Where populations are sparse or shrinking, usually in rural places and small
cities, economies are often stagnant, and populism sells._

What does "thriving" mean here? GDP? Do any countries track GDP by city? I
haven't heard of that if so. This paragraph is vague but if by "thriving" they
mean lots of economic activity, that's a circular definition - "thriving
economies are where lots of people are". By this logic cities have always had
more "thriving" economies than rural areas and always will, by the very
definition of what a city is.

Also, whilst they define populism, they do not define "cosmopolitanism". If
populism is the feeling that a small group of elites do not represent the
needs of ordinary people, then what is cosmopolitanism? The idea that elites
don't exist at all? Or that they do and that it's a good thing if they rule?

 _As youth have continued to migrate from rural areas to cities, their
movement has widened not only the median age gap between rural places and
cities, but also gaps in attitude, since the young, regardless of where they
live, tend to associate more with urban outlooks._

More circularity. Cities are dominated by the young, therefore the young
associate more with urban outlooks. This is restating the premise in different
words.

 _One movement extols the values that are a practical necessity in dense,
interconnected cities: interdependence, internationalism and the embrace of
“diversity” (defined along multiple dimensions)_

This is stated as if it's obvious fact, but I don't understand why. Why is
internationalism a practical necessity in cities? Are there no cities in the
world with quite ethnically homogenous populations? Have the authors visited
eastern European or Russian cities? Or African cities?

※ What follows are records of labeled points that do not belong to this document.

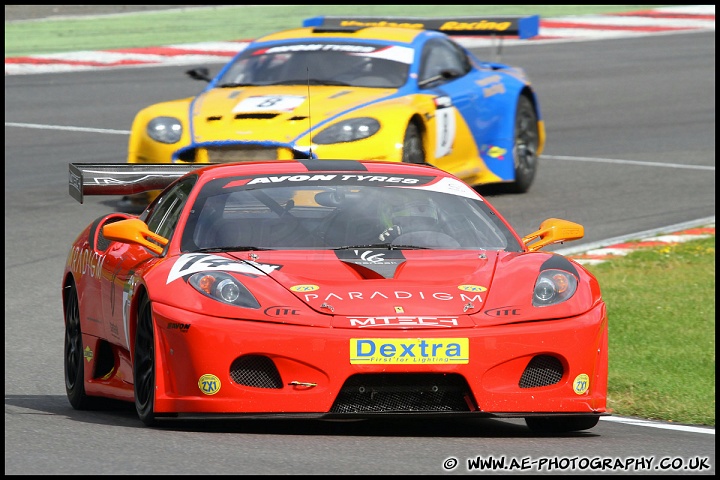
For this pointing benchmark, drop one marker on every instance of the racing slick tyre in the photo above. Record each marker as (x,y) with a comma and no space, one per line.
(551,425)
(413,151)
(73,358)
(144,364)
(525,147)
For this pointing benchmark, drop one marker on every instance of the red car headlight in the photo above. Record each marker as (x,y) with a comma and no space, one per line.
(553,287)
(224,288)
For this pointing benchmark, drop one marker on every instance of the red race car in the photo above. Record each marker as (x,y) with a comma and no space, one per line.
(330,289)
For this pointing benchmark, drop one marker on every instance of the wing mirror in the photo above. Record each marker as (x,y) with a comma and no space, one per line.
(136,232)
(553,230)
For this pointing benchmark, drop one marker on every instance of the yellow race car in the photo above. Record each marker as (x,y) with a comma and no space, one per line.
(394,89)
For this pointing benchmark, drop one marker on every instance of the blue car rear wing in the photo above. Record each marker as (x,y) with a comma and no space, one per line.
(507,25)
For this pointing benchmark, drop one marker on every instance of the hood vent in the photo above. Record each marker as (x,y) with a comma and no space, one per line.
(372,264)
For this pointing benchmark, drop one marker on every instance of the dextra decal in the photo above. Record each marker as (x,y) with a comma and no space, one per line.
(405,350)
(200,262)
(364,322)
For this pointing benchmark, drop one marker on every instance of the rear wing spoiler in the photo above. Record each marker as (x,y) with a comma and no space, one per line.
(507,25)
(123,178)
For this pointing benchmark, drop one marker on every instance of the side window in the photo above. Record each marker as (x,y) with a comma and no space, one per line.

Overall I find this analysis weak. It's basically a big correlation/causation
fallacy, written by academics in the NY Times (elitist intellectuals writing
in what is practically the official newspaper of such people), who are non too
subtly arguing that smart young energetic people and places are people who
agree with academics, and old decaying declining people and places are people
who don't.

But there are many other ways to explain contemporary political shifts. I see
no reason to link it to demographics.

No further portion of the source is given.